Not long ago it seemed a sure bet, but the multi-county health care proposal appears to have hit a huge federal pothole.
Whether that is enough to knock the Essential Health Plan, also called county-based purchasing, off the road is yet to be answered. But it was enough to veer the counties away from an anticipated March start date and may be enough to force them to reconsider the proposal altogether.
Crow Wing County Board Chairman Terry Sluss said Tuesday the main obstacle is a federal insistence for competitive bidding. Sluss said the federal health authority did not believe there was not a lot of competition in the region. The end result leaves the Essential Health Plan proposal in doubt.
Essential Health is a plan to provide more local options for health care for Medical Assistance and general assistance clients.
The program involves contracts with area medical providers from pharmacists to major hospitals. The goal was to provide more services more efficiently than the state alternative.
The plan was approved by the state Department of Health, but a federal waiver was needed to move the plan into fact.
Cass, Crow Wing, Todd, Morrison and Wadena counties are all involved with the plan. Each of the counties contributed $105,000 as a start-up fund. The multi-county group sent representatives to meet with the Federal Health Care Finance Authority in October. Minnesota was one of the first states to seek a local alternative to state and federal programs.
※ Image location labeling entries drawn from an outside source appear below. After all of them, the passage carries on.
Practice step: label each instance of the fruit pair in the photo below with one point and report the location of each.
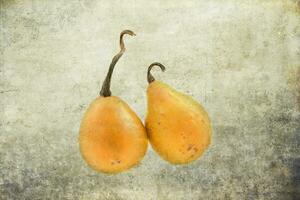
(113, 138)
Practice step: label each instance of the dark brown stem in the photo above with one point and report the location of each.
(105, 90)
(150, 78)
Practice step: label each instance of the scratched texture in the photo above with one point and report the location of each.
(241, 60)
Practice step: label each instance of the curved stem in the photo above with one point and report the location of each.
(105, 90)
(150, 78)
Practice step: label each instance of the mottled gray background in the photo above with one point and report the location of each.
(241, 60)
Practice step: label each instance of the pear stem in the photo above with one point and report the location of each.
(150, 77)
(105, 90)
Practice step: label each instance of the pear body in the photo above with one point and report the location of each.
(178, 127)
(112, 138)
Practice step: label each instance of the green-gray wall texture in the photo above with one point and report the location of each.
(239, 59)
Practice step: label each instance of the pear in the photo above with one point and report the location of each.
(112, 138)
(178, 127)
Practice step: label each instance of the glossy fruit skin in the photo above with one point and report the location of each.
(178, 127)
(112, 137)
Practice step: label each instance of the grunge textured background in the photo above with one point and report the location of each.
(241, 60)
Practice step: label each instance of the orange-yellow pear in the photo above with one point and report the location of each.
(178, 127)
(112, 138)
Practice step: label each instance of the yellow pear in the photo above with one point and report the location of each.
(178, 127)
(112, 138)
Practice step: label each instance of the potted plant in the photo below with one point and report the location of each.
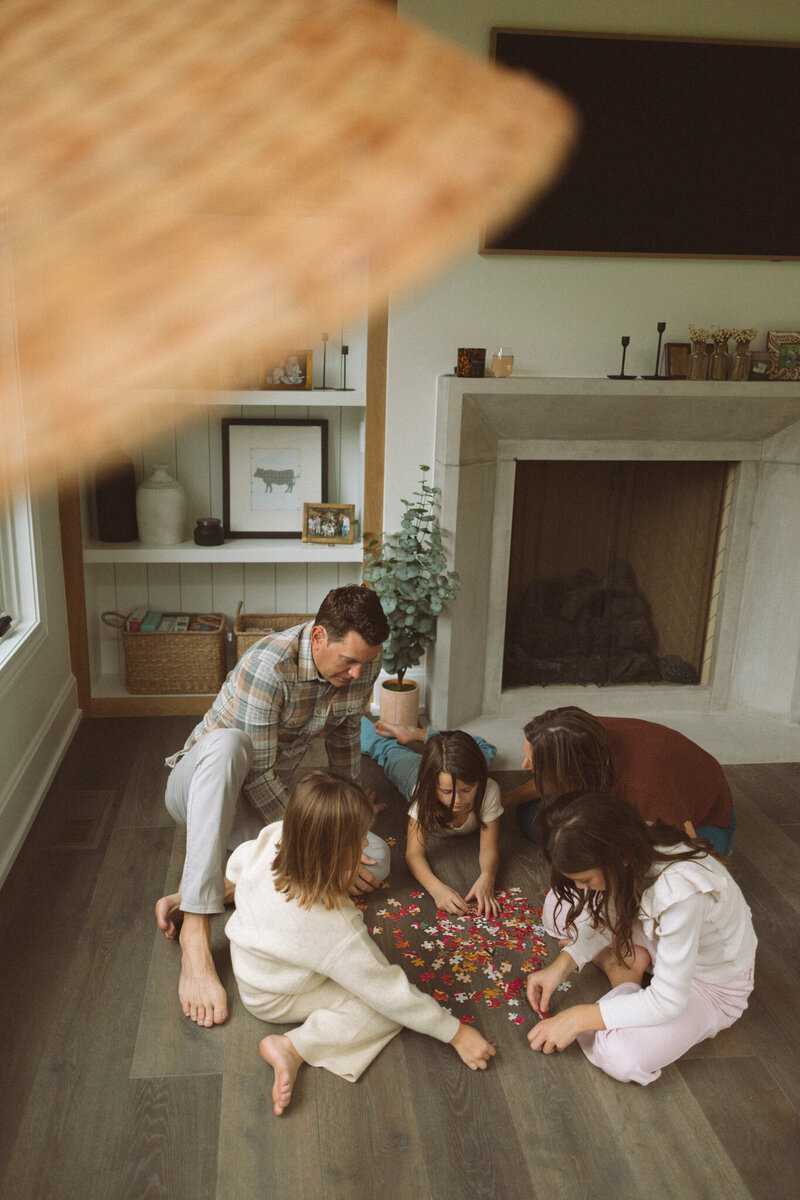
(408, 571)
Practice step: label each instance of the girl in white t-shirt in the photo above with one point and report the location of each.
(301, 952)
(638, 898)
(450, 793)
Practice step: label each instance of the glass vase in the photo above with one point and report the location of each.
(741, 361)
(697, 361)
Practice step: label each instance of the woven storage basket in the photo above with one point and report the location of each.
(251, 628)
(192, 661)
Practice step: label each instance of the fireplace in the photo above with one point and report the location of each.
(485, 427)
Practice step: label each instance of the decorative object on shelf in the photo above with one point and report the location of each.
(251, 628)
(743, 337)
(323, 387)
(329, 523)
(625, 342)
(698, 359)
(759, 364)
(503, 363)
(115, 497)
(660, 327)
(346, 351)
(471, 361)
(209, 532)
(161, 509)
(719, 367)
(409, 573)
(289, 373)
(785, 349)
(677, 359)
(185, 661)
(270, 468)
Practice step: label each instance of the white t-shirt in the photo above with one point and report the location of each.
(491, 809)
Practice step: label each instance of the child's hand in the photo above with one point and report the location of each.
(450, 901)
(482, 893)
(473, 1048)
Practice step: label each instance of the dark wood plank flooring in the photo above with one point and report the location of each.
(108, 1092)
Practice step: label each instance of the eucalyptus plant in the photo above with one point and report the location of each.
(408, 571)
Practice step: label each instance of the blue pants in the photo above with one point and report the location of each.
(401, 765)
(721, 839)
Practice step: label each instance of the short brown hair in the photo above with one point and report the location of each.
(569, 753)
(320, 844)
(353, 609)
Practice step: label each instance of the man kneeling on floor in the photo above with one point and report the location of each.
(230, 778)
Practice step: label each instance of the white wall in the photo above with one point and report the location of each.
(565, 316)
(38, 702)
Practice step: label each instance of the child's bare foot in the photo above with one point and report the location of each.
(631, 971)
(403, 733)
(280, 1053)
(168, 915)
(203, 997)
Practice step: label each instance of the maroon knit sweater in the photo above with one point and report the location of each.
(666, 775)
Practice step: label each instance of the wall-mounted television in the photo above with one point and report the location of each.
(689, 147)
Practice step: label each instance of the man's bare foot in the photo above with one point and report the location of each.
(403, 733)
(631, 971)
(169, 916)
(280, 1053)
(203, 997)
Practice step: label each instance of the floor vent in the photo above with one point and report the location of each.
(83, 828)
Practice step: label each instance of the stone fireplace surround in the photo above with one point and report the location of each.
(750, 709)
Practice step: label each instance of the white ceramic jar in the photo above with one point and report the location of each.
(161, 509)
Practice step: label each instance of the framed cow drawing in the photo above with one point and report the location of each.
(270, 469)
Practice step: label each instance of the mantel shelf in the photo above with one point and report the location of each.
(238, 550)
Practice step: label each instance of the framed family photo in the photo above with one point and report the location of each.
(328, 523)
(290, 372)
(271, 468)
(785, 349)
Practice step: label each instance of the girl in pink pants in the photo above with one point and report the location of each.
(633, 897)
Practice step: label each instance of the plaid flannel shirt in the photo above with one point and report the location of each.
(275, 695)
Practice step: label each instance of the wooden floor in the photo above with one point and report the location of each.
(109, 1092)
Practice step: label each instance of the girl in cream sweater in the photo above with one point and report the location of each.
(301, 952)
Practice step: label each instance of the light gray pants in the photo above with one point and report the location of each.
(204, 795)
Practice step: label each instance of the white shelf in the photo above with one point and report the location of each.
(236, 550)
(319, 397)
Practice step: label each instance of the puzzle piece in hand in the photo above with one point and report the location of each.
(474, 951)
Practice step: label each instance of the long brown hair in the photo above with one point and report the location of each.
(569, 753)
(451, 753)
(599, 831)
(320, 844)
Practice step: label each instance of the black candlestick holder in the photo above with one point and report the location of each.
(324, 387)
(626, 342)
(346, 351)
(660, 327)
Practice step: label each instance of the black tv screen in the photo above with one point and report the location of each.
(687, 148)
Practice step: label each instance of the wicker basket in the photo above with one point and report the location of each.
(251, 628)
(186, 663)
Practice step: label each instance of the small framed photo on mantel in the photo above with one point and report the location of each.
(330, 523)
(288, 373)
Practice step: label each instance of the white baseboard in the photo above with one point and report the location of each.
(22, 796)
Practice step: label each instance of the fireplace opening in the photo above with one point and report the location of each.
(614, 571)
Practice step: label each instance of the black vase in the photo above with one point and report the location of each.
(115, 497)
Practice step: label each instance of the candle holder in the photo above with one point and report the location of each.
(324, 387)
(660, 327)
(625, 343)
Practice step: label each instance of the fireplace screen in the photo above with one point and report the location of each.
(611, 571)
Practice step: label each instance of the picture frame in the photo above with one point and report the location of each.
(677, 359)
(785, 348)
(340, 519)
(759, 364)
(270, 469)
(290, 372)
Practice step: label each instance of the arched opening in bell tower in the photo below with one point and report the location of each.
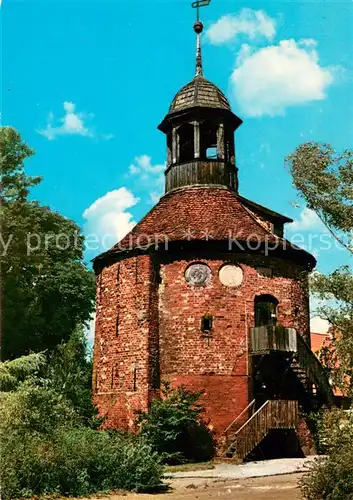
(209, 141)
(186, 143)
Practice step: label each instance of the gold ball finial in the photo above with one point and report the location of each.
(198, 27)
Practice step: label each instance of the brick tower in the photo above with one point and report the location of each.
(204, 291)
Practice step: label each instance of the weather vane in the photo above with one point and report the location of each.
(198, 4)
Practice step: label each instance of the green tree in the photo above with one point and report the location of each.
(174, 427)
(69, 372)
(47, 289)
(324, 179)
(47, 449)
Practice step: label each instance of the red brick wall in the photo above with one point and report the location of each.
(125, 327)
(221, 366)
(160, 324)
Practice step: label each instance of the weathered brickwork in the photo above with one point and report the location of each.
(148, 328)
(126, 325)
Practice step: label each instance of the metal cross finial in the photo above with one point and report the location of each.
(198, 28)
(198, 4)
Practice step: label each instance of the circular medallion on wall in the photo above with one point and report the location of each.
(231, 276)
(198, 274)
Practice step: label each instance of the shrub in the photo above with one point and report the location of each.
(46, 450)
(175, 429)
(332, 478)
(76, 462)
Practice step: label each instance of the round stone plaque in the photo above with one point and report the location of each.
(231, 276)
(198, 274)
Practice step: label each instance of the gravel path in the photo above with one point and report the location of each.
(248, 470)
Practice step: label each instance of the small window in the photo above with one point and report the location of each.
(115, 377)
(134, 377)
(117, 322)
(265, 272)
(266, 310)
(206, 323)
(211, 153)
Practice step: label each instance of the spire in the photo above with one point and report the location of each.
(198, 28)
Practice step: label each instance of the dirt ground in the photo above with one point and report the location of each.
(264, 488)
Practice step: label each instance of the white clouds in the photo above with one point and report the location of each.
(249, 22)
(108, 218)
(308, 220)
(72, 123)
(319, 325)
(273, 78)
(151, 175)
(143, 166)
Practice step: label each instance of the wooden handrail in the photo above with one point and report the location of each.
(277, 414)
(314, 369)
(250, 405)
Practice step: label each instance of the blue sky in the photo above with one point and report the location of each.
(87, 82)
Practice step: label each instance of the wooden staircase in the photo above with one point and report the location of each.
(311, 373)
(276, 414)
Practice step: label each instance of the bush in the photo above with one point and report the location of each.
(332, 478)
(77, 462)
(46, 450)
(175, 429)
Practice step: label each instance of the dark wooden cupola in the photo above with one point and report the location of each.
(200, 130)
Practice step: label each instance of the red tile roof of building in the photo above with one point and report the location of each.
(201, 213)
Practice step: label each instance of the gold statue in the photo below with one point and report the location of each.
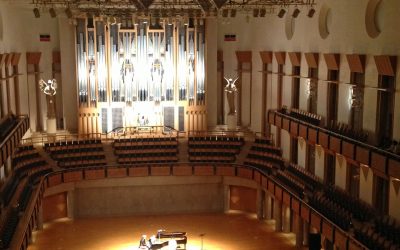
(230, 90)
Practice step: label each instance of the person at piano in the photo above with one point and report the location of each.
(143, 243)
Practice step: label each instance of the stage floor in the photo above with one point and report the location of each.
(230, 231)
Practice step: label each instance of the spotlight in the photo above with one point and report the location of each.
(36, 12)
(296, 13)
(233, 13)
(281, 13)
(263, 12)
(311, 12)
(225, 12)
(68, 12)
(256, 12)
(52, 13)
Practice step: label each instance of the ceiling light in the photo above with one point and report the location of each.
(296, 13)
(281, 13)
(255, 12)
(68, 12)
(263, 12)
(36, 12)
(225, 12)
(311, 12)
(52, 13)
(233, 12)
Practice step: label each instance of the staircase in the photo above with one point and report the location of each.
(183, 155)
(111, 159)
(52, 163)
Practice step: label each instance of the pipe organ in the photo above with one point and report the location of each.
(133, 74)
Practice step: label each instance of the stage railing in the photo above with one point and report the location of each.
(28, 222)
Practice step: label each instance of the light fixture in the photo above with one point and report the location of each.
(233, 12)
(296, 13)
(263, 12)
(68, 12)
(36, 12)
(256, 12)
(225, 12)
(311, 12)
(52, 12)
(281, 13)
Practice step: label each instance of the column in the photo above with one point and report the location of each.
(298, 230)
(268, 206)
(286, 219)
(278, 215)
(227, 195)
(71, 204)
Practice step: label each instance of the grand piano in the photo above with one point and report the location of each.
(164, 239)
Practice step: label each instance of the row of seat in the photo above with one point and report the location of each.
(331, 210)
(373, 240)
(359, 210)
(294, 185)
(312, 181)
(8, 226)
(6, 125)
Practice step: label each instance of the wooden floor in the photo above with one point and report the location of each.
(229, 231)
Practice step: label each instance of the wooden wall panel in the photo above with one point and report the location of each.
(363, 155)
(312, 59)
(203, 170)
(93, 174)
(378, 162)
(225, 171)
(312, 135)
(182, 170)
(332, 61)
(394, 168)
(356, 62)
(243, 56)
(138, 171)
(323, 139)
(386, 65)
(160, 170)
(348, 149)
(335, 144)
(266, 57)
(295, 58)
(243, 199)
(116, 172)
(54, 207)
(280, 57)
(245, 173)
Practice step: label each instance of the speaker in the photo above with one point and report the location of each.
(314, 241)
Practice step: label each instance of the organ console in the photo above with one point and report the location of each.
(166, 239)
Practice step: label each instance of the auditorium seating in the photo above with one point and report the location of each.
(7, 227)
(76, 153)
(214, 148)
(146, 149)
(302, 115)
(264, 155)
(346, 130)
(6, 125)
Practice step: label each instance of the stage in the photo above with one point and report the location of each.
(221, 232)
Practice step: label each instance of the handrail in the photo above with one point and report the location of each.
(11, 133)
(22, 234)
(365, 145)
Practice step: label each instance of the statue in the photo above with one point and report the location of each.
(230, 90)
(50, 90)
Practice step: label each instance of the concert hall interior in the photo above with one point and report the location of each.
(240, 124)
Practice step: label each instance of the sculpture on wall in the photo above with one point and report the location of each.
(230, 90)
(50, 90)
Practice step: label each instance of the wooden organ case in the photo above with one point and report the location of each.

Sluss said in answer to the federal feedback the county has two options. One is to fight a political battle for two or three years. The second option is to go to a competitive bid award and put the federal finance authority out of the picture.
The second option includes working with the state and responding to a request for proposal that the state Department of Human Services issued this week.
The counties have six weeks to respond and then the state will decide whether the proposed Essential Health Plan or an alternative health management option is best suited to the county. Individuals who may be part of the health plan may number at a minimum of 9,000.
"I think there is a strong belief that we have the best to offer," Sluss said.
But there are additional questions to be worked out with the state. One question remains whether Essential Health will be awarded a Rural Health grant of more than $200,000 to help with program development costs.
The counties may have to set a drop dead date when pulling out of the program will mean facing the smallest financial risk.
Welfare Director Sue Beck said one of the benefits of the proposal was the good relationships forged between the five counties and health care providers.
"I would hate to see that go by the wayside and have the whole project turned over to an HMO," Beck said.
Commissioner Ed Larsen said one of the frustrations is that the right thing is not the one the county can do. "I hope we can move more toward doing what is right," Larsen said, instead of doing what is political. "I'd like to see us pursue this."